It’s about time that we people who do music websites adopted an honest policy. It’s about time we cut through the BS and told the truth.

So, here’s a thing: I don’t always like the bands I have on as Band Of The Day.

There, I’ve said it.

However, sometimes, one is ace.

Sometimes, one is as good as Helldown.

Now, there’s another thing. I don’t always review what I get sent (but I always like what I review) and behind most of them there is usually some exasperated PR person trying to push the wares of whatever and whoever, sometimes by telling you what it sounds like.

I guess most accept this – after all as the broadcaster Danny Baker used to put it to a guest on his radio show, “it is unlikely we’d have got together this morning if you didn’t have something to sell” – and I tell you this to give you some understanding of how the new EP from Helldown – a four piece from Wales got to me, and how they got to be Band of the Day earlier this week.

To let the final daylight in upon magic, the PR people (usually) send some stuff with it to tell some me info to make me look like I know my stuff, so because of this I know Helldown played with Phil Campbell on one of the Motorhead god’s recent shows.

If that bit caught my eye, then it was nothing compared to the magic words “they got together over a liking for the back catalogue of [amongst others, but we’ll get to that] Thin Lizzy. Any mention of Phillo’s lads gets me going.

To be honest though, barring the fact that all great music should have some kind of Lizzy lover behind it, what Helldown do has nothing to do with any boys back in town, jailbreak’s or indeed cowboy songs.

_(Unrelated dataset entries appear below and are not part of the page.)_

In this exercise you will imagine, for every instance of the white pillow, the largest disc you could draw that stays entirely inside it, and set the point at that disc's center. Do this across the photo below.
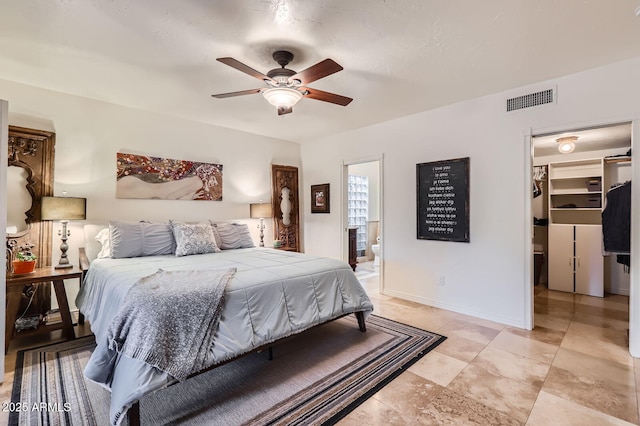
(234, 236)
(193, 238)
(91, 245)
(140, 239)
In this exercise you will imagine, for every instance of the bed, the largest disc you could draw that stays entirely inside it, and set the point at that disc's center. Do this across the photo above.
(271, 295)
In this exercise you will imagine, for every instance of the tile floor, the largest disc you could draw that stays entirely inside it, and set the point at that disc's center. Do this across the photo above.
(572, 369)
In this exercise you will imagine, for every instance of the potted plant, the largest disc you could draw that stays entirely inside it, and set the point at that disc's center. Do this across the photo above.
(25, 262)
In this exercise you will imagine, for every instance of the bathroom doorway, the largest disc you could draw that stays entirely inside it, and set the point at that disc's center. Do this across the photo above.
(362, 195)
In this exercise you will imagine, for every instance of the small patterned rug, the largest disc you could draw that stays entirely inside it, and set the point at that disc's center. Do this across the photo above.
(316, 377)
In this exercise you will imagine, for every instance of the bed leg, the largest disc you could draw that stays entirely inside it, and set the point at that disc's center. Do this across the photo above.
(134, 414)
(361, 325)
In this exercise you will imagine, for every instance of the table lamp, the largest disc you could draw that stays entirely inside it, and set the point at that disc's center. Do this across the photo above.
(63, 209)
(260, 211)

Because it is clear that the four tracks here are influenced by the likes of the other bands they’ve opened for, like Toxic Holocaust, Exhumed and others. Plus, there’s the idea that other bands they mutually bonded over: Slayer, Priest, Metallica.

Let’s be absolutely clear too. “In Deaths Hands”  is as heavy as you like, as authentic as you please and a quite fabulous example of modern thrash metal.

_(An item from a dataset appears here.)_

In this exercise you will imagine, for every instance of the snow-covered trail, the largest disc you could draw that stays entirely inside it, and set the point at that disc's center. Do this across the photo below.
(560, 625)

“The Unnamed” is straight into the Slayer stuff and would be in the moshpit with you if you get the beers in. Ben Evans plays bass too, as well as ripping the vocals out, just to keep the Slayer comparison going a little longer.

This, when it chooses, absolutely crushes and when the lead of Lewis Larkham pierces in the intro to “Mortal Shell” it does so on the back of some mighty drumming from Ross Thomas.

That alone is enough to convince that this is seriously good, even before the highlight of “Heretic.” Heavy metal tinged thrash hasn’t been this good or fresh for a while, and the vocals being clean (that means no growling) doesn’t half help.

The fourth and last is just as good too, “Flames Of Heresy” does enough in four minutes for you to consider which epithet you are going to add on to the end.

The Slayer thing doesn’t cut it really, not all the way, because this sounds British. It reminds a touch of Beholder at their best, perhaps, and the way that Matthew Evans expert rhythm underpins it all is excellent too.

Best just to say this: Thrash has, if not been in deaths hands totally, then it has been a little short of a new blood transfusion in recent years. This is a band that might just help it back to proper health.